I lived, worked and studied in Manchester from 2005-2010, and though my cultural profile could not be anymore different to a 78-year-old British man, I felt inspired and somehow related to Norman Foster. Levenshulme was an area that I was very familiar with, having worked at ALL FM, Refresh FM and Greggs Bakery.
For a long time, I never thought very much about my time in Levenshulme and Longsight. It really wasn’t the best of areas in Manchester, and I saw it as a ‘temporary’ period of my life where I was waiting to get out and get a ‘real’ job.
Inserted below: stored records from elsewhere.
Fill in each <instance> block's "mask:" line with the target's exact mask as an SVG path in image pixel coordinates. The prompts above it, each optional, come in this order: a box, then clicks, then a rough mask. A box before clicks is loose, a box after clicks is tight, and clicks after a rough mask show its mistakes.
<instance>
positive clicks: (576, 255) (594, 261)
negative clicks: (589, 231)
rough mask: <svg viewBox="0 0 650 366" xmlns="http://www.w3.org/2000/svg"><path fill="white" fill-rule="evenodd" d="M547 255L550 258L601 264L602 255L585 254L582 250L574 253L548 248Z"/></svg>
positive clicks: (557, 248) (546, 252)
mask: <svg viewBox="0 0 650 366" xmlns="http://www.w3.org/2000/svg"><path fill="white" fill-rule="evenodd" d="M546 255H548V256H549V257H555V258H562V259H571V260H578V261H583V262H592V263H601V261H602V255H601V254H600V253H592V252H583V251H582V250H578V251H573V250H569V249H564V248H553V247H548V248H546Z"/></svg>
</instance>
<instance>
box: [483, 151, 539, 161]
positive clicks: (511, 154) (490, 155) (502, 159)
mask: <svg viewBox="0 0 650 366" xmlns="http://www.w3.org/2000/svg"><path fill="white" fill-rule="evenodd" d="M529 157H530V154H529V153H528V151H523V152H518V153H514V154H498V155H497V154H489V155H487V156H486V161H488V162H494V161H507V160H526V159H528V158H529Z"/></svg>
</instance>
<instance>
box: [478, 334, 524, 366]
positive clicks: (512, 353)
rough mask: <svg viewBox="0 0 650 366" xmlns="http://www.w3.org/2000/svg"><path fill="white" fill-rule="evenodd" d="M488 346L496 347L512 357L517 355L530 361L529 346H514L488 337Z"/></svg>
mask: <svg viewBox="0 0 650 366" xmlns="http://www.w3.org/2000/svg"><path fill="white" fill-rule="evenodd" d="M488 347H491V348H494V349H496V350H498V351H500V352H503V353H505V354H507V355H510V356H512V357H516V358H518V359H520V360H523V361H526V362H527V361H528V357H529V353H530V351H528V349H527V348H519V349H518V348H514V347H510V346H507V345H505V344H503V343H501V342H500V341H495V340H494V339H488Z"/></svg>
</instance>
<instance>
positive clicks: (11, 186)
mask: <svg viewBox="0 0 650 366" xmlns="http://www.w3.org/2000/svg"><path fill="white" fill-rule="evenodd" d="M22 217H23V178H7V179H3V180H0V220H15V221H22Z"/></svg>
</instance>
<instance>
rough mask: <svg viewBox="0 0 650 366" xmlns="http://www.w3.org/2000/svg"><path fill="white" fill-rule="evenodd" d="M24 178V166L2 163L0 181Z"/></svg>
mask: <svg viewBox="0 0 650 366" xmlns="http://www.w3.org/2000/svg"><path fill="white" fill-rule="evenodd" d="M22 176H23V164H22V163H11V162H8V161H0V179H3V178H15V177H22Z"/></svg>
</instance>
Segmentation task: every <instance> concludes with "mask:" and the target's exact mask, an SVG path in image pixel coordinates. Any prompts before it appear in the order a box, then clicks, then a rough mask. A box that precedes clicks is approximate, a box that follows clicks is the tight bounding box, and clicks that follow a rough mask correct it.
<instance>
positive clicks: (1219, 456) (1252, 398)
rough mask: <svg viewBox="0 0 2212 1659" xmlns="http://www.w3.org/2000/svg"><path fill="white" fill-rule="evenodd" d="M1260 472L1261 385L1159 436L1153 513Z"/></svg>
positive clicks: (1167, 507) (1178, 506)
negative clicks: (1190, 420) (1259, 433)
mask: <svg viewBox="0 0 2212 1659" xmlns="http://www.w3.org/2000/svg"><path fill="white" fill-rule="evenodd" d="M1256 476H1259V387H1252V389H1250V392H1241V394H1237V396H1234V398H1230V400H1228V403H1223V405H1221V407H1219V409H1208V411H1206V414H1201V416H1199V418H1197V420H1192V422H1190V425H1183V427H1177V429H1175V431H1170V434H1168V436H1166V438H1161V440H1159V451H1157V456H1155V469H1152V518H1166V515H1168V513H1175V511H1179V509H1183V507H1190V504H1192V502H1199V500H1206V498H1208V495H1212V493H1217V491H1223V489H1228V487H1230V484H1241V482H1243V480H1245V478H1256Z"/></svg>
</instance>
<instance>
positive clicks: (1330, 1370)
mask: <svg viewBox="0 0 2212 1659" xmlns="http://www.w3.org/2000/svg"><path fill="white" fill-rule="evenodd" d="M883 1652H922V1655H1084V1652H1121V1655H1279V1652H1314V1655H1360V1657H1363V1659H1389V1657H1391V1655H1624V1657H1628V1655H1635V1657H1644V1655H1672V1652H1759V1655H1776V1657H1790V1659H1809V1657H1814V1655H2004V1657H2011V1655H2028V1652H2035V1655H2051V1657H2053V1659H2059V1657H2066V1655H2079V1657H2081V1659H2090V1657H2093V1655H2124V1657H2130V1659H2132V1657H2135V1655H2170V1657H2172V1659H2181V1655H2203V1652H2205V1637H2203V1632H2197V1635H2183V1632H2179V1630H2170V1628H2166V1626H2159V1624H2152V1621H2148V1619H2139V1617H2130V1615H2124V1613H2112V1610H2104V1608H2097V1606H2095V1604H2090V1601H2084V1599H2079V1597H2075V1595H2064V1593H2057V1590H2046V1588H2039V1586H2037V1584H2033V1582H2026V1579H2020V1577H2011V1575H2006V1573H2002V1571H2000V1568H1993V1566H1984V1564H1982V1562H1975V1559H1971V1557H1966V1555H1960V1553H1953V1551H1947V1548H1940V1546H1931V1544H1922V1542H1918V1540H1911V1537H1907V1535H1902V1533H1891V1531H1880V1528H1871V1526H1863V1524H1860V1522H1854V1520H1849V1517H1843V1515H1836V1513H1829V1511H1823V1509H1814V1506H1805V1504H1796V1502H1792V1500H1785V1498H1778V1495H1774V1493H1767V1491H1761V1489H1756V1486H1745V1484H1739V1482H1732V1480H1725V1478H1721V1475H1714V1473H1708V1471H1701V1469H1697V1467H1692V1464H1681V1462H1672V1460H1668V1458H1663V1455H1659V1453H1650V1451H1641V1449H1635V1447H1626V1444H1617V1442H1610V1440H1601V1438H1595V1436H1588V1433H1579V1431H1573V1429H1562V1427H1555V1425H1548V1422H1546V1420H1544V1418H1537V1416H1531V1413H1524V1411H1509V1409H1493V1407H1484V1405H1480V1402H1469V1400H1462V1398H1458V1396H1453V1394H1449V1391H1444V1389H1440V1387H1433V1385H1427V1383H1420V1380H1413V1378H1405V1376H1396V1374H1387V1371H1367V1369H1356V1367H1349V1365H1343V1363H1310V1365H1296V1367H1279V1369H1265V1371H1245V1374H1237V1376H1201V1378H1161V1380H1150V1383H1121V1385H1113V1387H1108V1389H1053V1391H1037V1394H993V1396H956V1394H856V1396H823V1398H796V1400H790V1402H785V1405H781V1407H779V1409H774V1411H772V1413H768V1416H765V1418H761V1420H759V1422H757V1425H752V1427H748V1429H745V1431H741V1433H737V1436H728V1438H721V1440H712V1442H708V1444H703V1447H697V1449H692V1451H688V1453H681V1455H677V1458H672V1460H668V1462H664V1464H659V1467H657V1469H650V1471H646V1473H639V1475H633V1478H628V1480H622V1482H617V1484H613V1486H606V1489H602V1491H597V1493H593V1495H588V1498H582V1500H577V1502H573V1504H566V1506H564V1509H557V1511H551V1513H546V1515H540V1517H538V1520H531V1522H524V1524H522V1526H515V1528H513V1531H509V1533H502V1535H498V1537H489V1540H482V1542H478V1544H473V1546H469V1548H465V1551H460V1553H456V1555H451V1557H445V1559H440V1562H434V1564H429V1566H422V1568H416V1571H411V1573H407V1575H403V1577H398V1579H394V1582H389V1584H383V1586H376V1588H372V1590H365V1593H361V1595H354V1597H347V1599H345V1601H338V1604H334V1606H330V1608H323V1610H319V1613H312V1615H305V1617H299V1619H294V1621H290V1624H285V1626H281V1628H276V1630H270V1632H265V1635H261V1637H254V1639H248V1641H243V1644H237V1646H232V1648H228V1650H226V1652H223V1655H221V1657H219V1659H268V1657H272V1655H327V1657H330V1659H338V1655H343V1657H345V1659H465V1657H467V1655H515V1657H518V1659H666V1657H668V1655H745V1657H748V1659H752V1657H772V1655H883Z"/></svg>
This was definitely a chapter of my life which you would not see appear in my professional CV.
And yet.. and yet.. I did spend my best summers there, in the newly-opened Longsight Library where I had the first on popular paperbacks, with my funny and diverse customers at Greggs, with my kind-hearted manager Jason, with the only ASDA in town that serves Halal meat, with movie nights and Sunday afternoon eat overs at Panji and Allan’s, with Shin, Janice and Charlotte my best friends.
I guess for a long time, I could not for the life of me imagine anything good that would come out of an impoverished area like Longsight and Levenshulme. It wasn’t that I disliked my time there, I just didn’t think very much about it. But now as I look back at those years that I thought was spent ‘wasted’ not getting a proper job, here I was reading about Norman Foster, who lived in Levenshulme and is today OBE The Lord Foster of Thames Bank.
He pursued architecture at the Manchester School of Architecture at the age of 31, after having worked as a clerk in the Manchester Town Hall, a building that I also loved very much and where I had once even applied for a job at. His profile said he used to “venture into the city to observe buildings during his lunch breaks and sketched designs while at his desk.”
That is exactly what I used to do during my lunch breaks while working at the Deva Centre on Trinity Way. Some of my photos taken on the iPhone 4 here reflect my love for the city’s architecture, and one of my earliest set of images was called “Manchester you are so quirky yet I love you more and more everyday“.
I truly treasured that Saturday morning alone at The Living Room, curled up on the round sofa alone, peering out at the construction going on next door, sipping a hot mug of Twinnings peppermint tea and dreaming about beautiful buildings. Norman Foster studied architecture at the age of 31. I’m 27 and the best is yet to come.
But here, where you just have to focus on perspective chair raisers of your
potential customers industry events. It was very simple to
design and create an illusion of height in shorter rooms.